Di seguito il primissimo articolo di questo blog, scritto il 15 dicembre 2016: era l’inizio di tutto.

Da oggi, 7 maggio 2022, inizia la revisione di tutti gli articoli del blog, circa 260. Alcuni probabilmente verranno eliminati, sono proprio brutti e non hanno senso, altri verranno corretti perché non mi rappresentano più. Lo scopo non è stravolgere la strada fatta finora, mi piace condividere l’evoluzione che ha fatto il mio stile e voglio mantenere traccia di questo: non sarà un lavoro facile ma lo sento necessario.

Se arrivando tra queste pagine avete l’impressione che nessun pixel di questo blog è a caso, avete ragione. Quando ho aperto questo spazio non avevo la minima idea di dove sarei arrivata, non pensavo di aprire una ciclofficina né che ad un certo punto mi sarei trasferita.

In un qualche modo ripercorro la mia strada per ricordarmi da dove sono partita ed anche per darVi il meglio possibile come esperienze e condivisione, affinché sulla Vostra strada non Vi sentiate mai sole e soli.

Buona lettura 🙃❤️


Panico. Sabato parteciperò al corso avanzato di ciclomeccanica e sono in panico.
È il terzo corso che frequento, il secondo di ciclomeccanica ed ho l’ansia di essere, come sempre, l’unica donna del corso. Mi sono arrivate le slide con gli argomenti e l’email di presentazione e non ho capito niente. Mentre per quello base ancora qualcosa capivo, di questo mi sfugge l’esistenza di quasi tutti i pezzi elencati.

E poi sono in panico per questo blog, che sta lì, offline.
Ho studiato e sto studiando un sacco come si realizza un blog, come si comunica o si dovrebbe comunicare, cosa significa creare un blog di successo etc etc etc e bla bla bla e tutto questo studio mi ha solo bloccato.
È vero, al contrario degli altri miei blog, che sono sempre stati un insieme di pensieri condivisi un po’ a caso, diari buttati online, vorrei che questo funzionasse, che avesse successo, ma se non comincio non potrò mai sapere che cosa può succedere, indipendentemente da tutti i perfezionamenti tecnici che si renderanno necessari piano piano, imparando cose sempre nuove.
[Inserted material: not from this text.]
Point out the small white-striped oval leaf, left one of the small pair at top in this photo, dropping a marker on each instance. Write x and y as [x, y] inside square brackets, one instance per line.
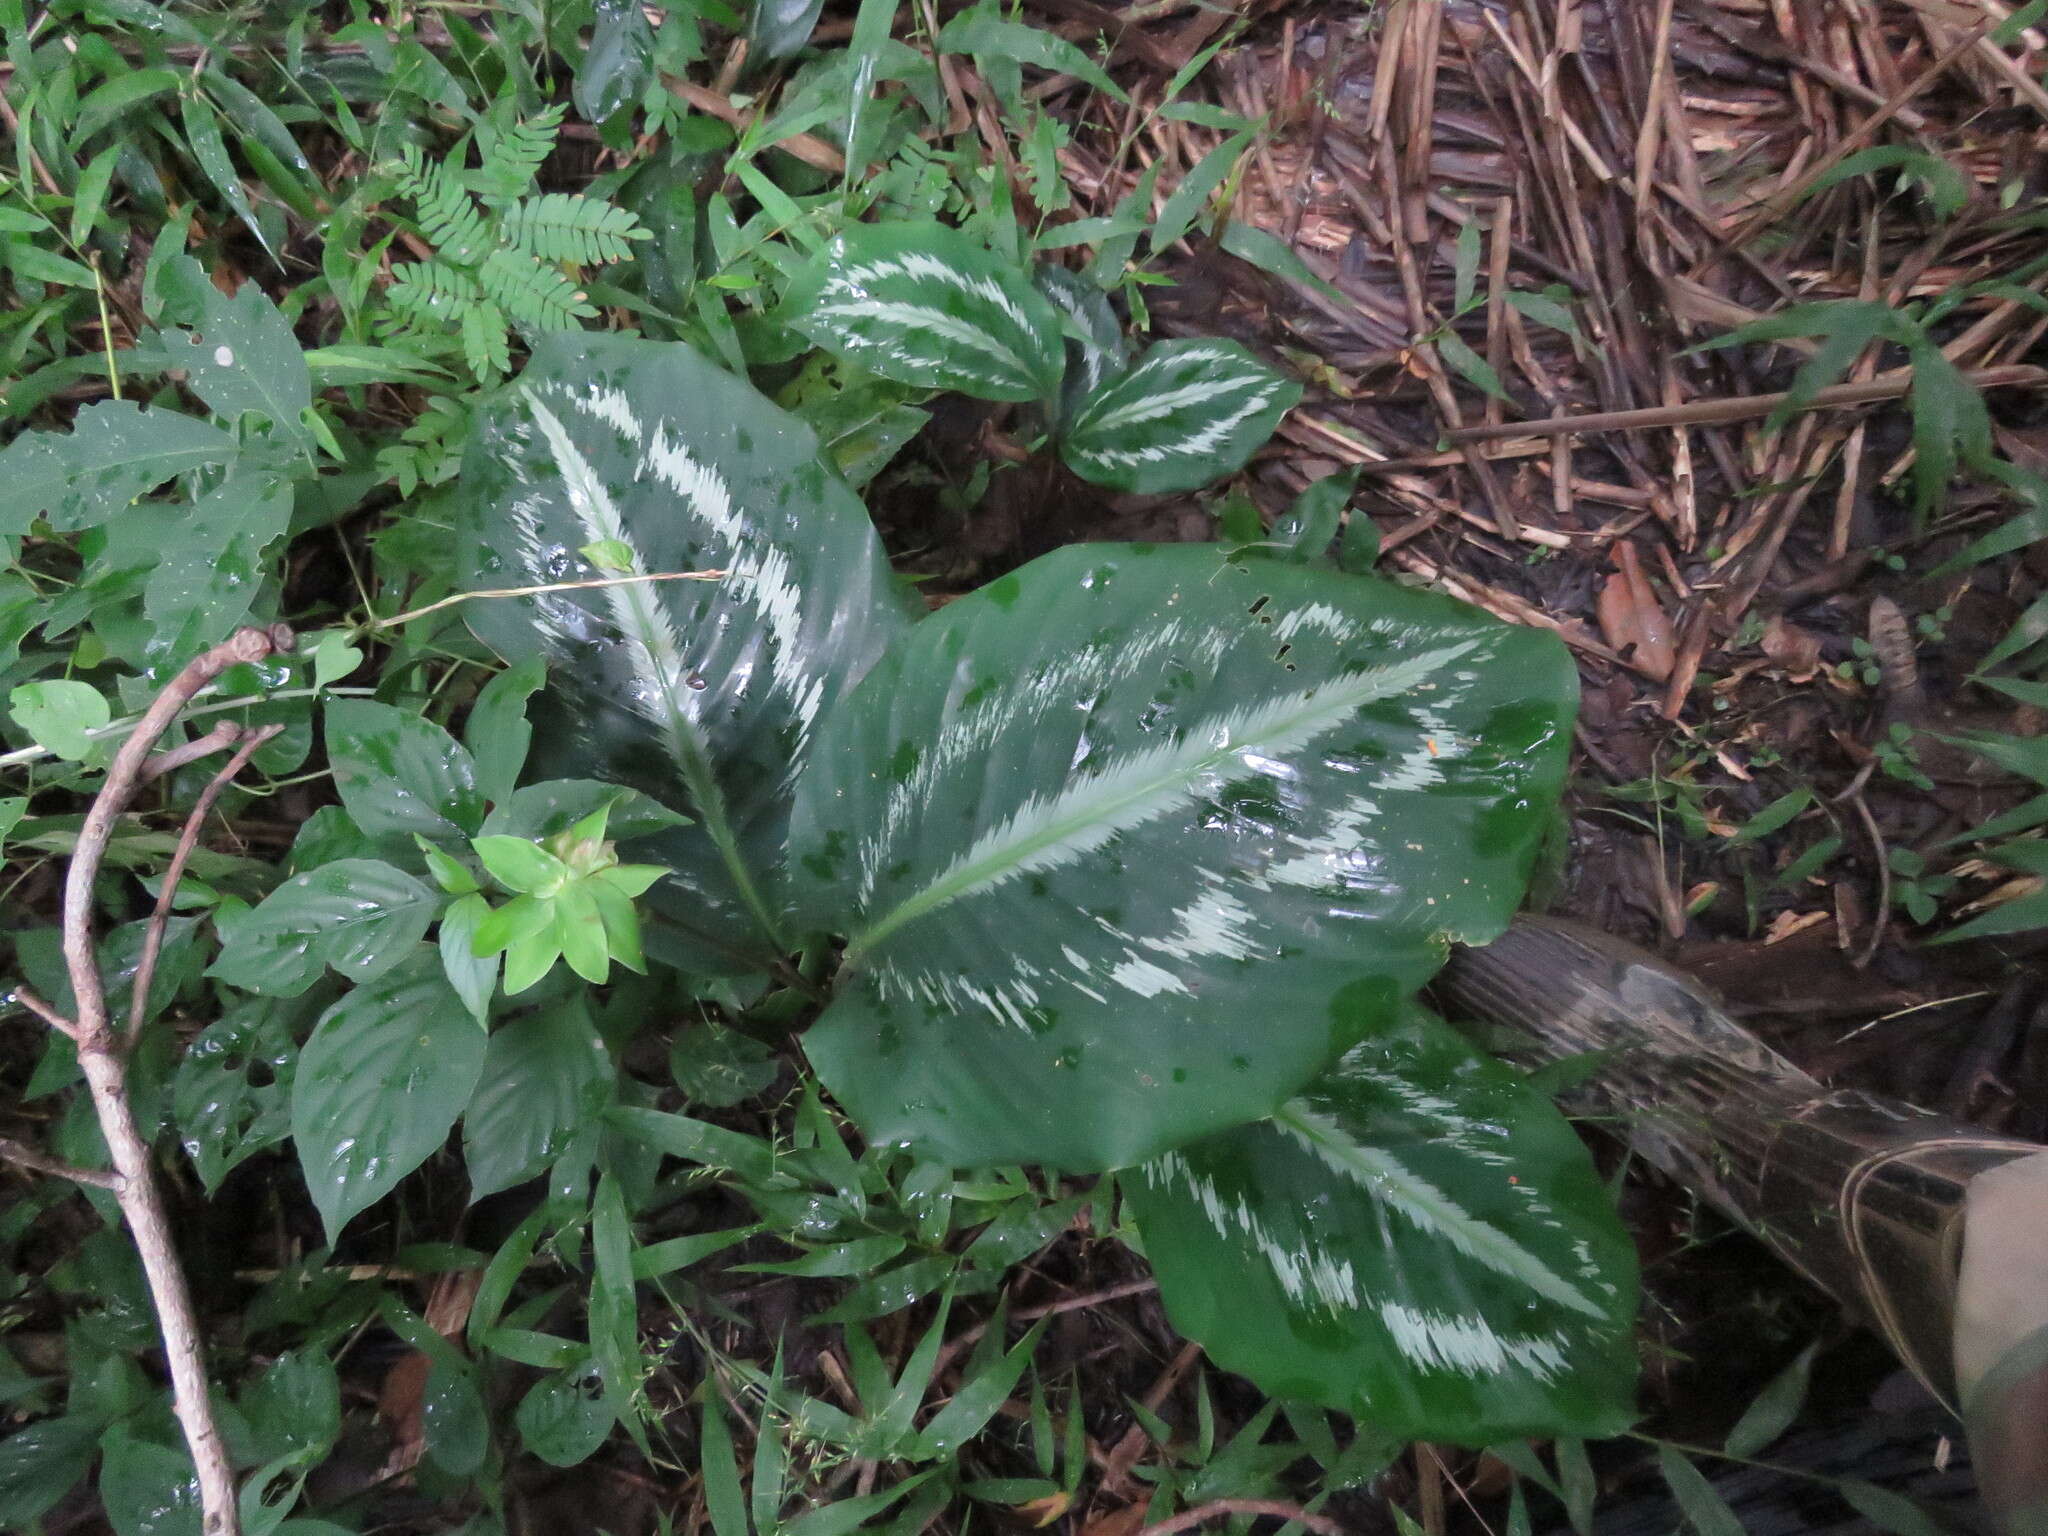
[929, 306]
Perchè vorrei avesse successo?

Non è una mera questione di fama personale, anche se non posso negare che essere seguita e apprezzata online non mi dispiace.
Successo nel senso di condivisione.
Vorrei qui, tra queste pagine, condividere la mia esperienza di ciclista urbana (da poco più di due anni), che usa una bici tecnicamente sbagliata e che sta imparando a viaggiare proprio grazie alla bicicletta.

Perché condividere?

La mia esperienza può essere utile a qualcuno che vuole cominciare o che già pedala ma non sa se è meglio una cosa piuttosto che l’altra: in fondo tutti noi ormai, prima di fare qualsiasi cosa, cerchiamo informazioni in rete.

Condivisione, confronto, crescita.

L’ho fatto anche io all’inizio e ammetto di aver trovato ben poco, soprattutto da un punto di vista femminile.

Tra queste pagine scriverò di viaggi, di abbigliamento, di alimentazione, di ciclomeccanica, di libri, di app, di biciclette e di tutto quello che Wilma, ogni giorno, mi permette di imparare e conoscere. E lo farò da… ignorante.

Metto al servizio di chiunque passerà di qui la mia conoscenza attuale e in divenire.

Venerdì vado a Peschiera del Garda, sabato (per tutto il giorno) ho il corso e domenica rientro. Prendere il treno con la bici a seguito mi scoccia, troppi disservizi, è la parte del viaggio che mi rompe di più. Ma poi arrivo sul lago, il Garda, dove ho fatto la mia prima vacanza in bicicletta, che amo follemente. Scriverò anche di questa avventura, degli errori di questa avventura (non solo).

Ed ovviamente scriverò anche di come andrà il corso. Perché faccio dei corsi? Racconterò anche di queste cose e molte altre.

Per il momento passo e chiudo. Vado a farmi passare il panico e mi preparo alla partenza. In tutti i sensi.